To rotate the rat side to side the servo is mounted in the bottom box. An R/C steering horn is attached to the rod or bolt that passes through the top of the box and linked to the servo. If you don't have something similar you can cut a control arm out of a piece of metal and jam two nuts on both sides. On the servo end I added a popsicle stick and metal strip to it to increase the servo arm travel. They are connected together with music wire. You only get 45 degrees of travel side to side, that's the limit of the servo travel. That means you can't squirt someone directly to the side of the prop but if you arrange your rat so people can't go behind it or directly to the side then it's not a problem. You could probably come up with improvements to let it rotate in a greater arc.


----------



## Haunted Neurons (Jun 23, 2006)

Acid Spitting Demon Rat! PART 6

The water pump was pulled out of a battery operated squirt gun. The pump is attached inside the bottom and vinyl tubing was run from the water reservoir to the pump and up through the frame to the mouth area. I used copper tubing velcro'd to the frame to try and control the placement of the exit end of the tubing. There is probably a better way to do it. The water reservoir is just a sports water bottle. I cut a hole in the top and attached the top of a soda bottle with cap to provide a water refill hole. (make sure you drill a small pinhole in the top of the cap to avoid a vacuum lock) This passes through the top of the box so I don't have to turn it over to refill. I used the nozzle end of the squirt gun where the water comes out and attached it to the end of the copper tubing in the mouth area with a short piece of vinyl tubing so it's flexible. This will shoot water just like the squirt gun did. You can use any cap\plug type thing with a pinhole in it to the same effect.











































The pump is activated with a 3rd servo mounted to a piece of wood. I cut the servo disc into a cam shape to activate the micro switch which feeds 6 volts to the pump motor and at the same time lights up the red led eyes. This setup allows me to operate the mouth independent of the water pump so I can open and close the mouth without squirting people. If you want you can eliminate the 3rd servo and activate the pump using the servo for the mouth. Just add some linkage to activate a switch at the same time the mouth is all the way open.


----------



## grapegrl (Jan 3, 2006)

Awesome, HauntedNeurons! It's amazing what you did with an inexpensive Wal-Mart prop!


----------



## Haunted Neurons (Jun 23, 2006)

Acid Spitting Demon Rat! PART 7

The image below shows the routing of the water tubing and how it is mounted to the mouth. You can also see the led eyes on the ends of the wires.


----------



## Haunted Neurons (Jun 23, 2006)

Acid Spitting Demon Rat! PART 8 (Finished with all parts)

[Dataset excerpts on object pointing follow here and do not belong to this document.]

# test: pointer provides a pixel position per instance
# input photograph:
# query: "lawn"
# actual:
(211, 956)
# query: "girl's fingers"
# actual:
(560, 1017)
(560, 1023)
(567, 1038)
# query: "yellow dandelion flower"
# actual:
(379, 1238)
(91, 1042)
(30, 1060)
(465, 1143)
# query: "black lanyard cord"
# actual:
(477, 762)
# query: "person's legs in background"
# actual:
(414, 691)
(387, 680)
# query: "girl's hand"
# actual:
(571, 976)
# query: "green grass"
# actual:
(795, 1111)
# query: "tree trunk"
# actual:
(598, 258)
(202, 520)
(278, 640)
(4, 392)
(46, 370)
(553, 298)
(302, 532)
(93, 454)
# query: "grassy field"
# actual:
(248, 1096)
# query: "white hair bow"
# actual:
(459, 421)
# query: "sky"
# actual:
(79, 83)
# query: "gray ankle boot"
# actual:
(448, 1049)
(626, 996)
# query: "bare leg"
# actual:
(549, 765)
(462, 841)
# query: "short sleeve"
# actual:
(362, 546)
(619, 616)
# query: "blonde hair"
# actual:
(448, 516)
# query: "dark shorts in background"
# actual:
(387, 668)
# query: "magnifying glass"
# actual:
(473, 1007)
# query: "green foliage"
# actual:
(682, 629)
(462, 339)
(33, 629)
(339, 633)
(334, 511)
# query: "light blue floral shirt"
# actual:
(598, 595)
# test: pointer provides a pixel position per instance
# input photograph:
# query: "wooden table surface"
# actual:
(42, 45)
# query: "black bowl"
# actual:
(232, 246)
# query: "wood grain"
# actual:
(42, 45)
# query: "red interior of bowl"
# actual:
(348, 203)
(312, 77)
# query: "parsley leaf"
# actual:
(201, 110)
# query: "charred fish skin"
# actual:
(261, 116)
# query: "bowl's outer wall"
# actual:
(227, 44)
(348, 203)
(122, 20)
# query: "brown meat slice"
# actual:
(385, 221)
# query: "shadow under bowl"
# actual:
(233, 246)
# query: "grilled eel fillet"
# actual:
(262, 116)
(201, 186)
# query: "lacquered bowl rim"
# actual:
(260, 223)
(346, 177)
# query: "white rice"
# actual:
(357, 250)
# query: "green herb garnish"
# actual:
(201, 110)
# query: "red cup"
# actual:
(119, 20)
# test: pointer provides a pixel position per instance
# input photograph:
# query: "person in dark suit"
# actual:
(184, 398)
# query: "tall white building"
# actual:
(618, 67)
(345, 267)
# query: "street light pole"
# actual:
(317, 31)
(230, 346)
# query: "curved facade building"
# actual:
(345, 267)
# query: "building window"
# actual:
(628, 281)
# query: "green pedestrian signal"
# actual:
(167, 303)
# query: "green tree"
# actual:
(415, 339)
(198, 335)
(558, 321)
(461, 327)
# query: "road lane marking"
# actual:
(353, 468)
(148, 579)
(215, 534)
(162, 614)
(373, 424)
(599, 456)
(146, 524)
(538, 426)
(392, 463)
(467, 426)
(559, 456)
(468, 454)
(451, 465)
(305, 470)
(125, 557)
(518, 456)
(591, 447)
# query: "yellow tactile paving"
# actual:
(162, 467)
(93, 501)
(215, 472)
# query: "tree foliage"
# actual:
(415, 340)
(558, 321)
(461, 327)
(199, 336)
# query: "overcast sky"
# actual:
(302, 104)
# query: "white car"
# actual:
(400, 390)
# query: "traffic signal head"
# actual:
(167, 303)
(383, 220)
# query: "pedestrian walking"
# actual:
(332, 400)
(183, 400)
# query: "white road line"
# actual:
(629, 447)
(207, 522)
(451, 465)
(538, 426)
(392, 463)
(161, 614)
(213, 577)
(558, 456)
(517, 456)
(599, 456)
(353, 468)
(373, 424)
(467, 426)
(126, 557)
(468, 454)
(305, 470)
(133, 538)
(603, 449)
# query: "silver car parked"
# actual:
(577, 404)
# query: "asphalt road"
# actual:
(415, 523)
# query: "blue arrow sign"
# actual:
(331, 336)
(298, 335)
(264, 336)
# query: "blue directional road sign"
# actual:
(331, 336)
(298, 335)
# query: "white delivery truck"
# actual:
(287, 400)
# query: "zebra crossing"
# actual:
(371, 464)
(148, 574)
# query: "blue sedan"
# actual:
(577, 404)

The latex shell is then pulled over the frame and some stuffing re-added to fill out the droopy parts, making sure the stuffing doesn't cause the servos to bind. The red leds are just poked through pin holes in the eyes just enough to see the light. The squirting end is poked through the tongue. The back can be taped shut with black tape or use Velcro.



















I mounted the water bottle, pump, rotate servo, battery packs, and receiver in the bottom with a on off switch. Everything is battery operated so the prop can be put anywhere in the yard without having to attach a power cord. For longer run times a wall wart would be better. I used a separate battery packs for the water pump and receiver only because it was convenient. The receiver came with its own battery pack with a special connector. The receiver battery is too small to power the water pump by itself. You could combine the two if you want, just make sure your voltage doesn't exceed what the receiver takes or you might blow it up.


























It's ready to go. Put some kind of decorations around it so it fits in and maybe hides the bottom box some. I just used a black cloth draped around it last year but plan on making some kind of small stage or façade for it this year. Put a pitcher of water near it for refills. You can move it around and follow people, actuate the mouth, get people to look closer at it then&#8230;wham you squirt them. I have never had so much fun; you can control it completely and even keep squirting people as they try to move out of the way. My only suggestion is to not squirt the very young as they tend to cry and their mothers tend to want to beat you.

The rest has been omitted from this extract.